- Leaders: Shamil Basayev Ibn al-Khattab Arbi Barayev Ramzan Akhmadov
- Dates active: 1998–2002
- Headquarters: Grozny, Chechnya
- Active regions: Chechnya Dagestan
- Ideology: Islamic fundamentalism Separatism
- Size: 1,000–3,000
- Part of: Congress of the Peoples of Ichkeria and Dagestan
- Wars: War in Dagestan

= Islamic International Peacekeeping Brigade =

Islamist militant organization in southwestern Russia from 1998 to 2002

The Islamic International Peacekeeping Brigade (Исламская международная миротворческая бригада; abbr.
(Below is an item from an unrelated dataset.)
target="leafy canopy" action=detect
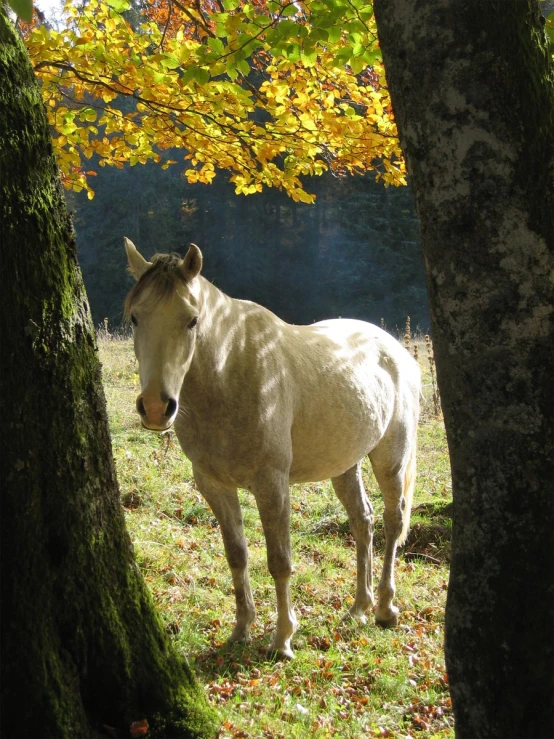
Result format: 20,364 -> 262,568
21,0 -> 405,202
IIPB), also known as the Islamic International Brigade and the Islamic Peacekeeping Army, was the name of an international Islamist mujahideen organization founded in 1998. IIPB was designated a terrorist entity by the United States in February 2003.

==History==
The unit was composed of between 400 and 1,500 militants, most of them Dagestanis (mainly Avars and Darginians), as well as Chechens, Arabs, Turks and other foreign fighters. Its Emirs were Ibn al-Khattab, Shamil Basayev who fought during the War in Dagestan. Many of the group's members were killed or captured by Russian forces. They gained notoriety during their involvement in the Tukhchar massacre where they executed six Russian POWs on tape, all of which were members of the Russian Interior Troops. Most of its remaining members fought in the Second Chechen War, in which its former leaders died (Khattab in March 2002 and Basayev in July 2006).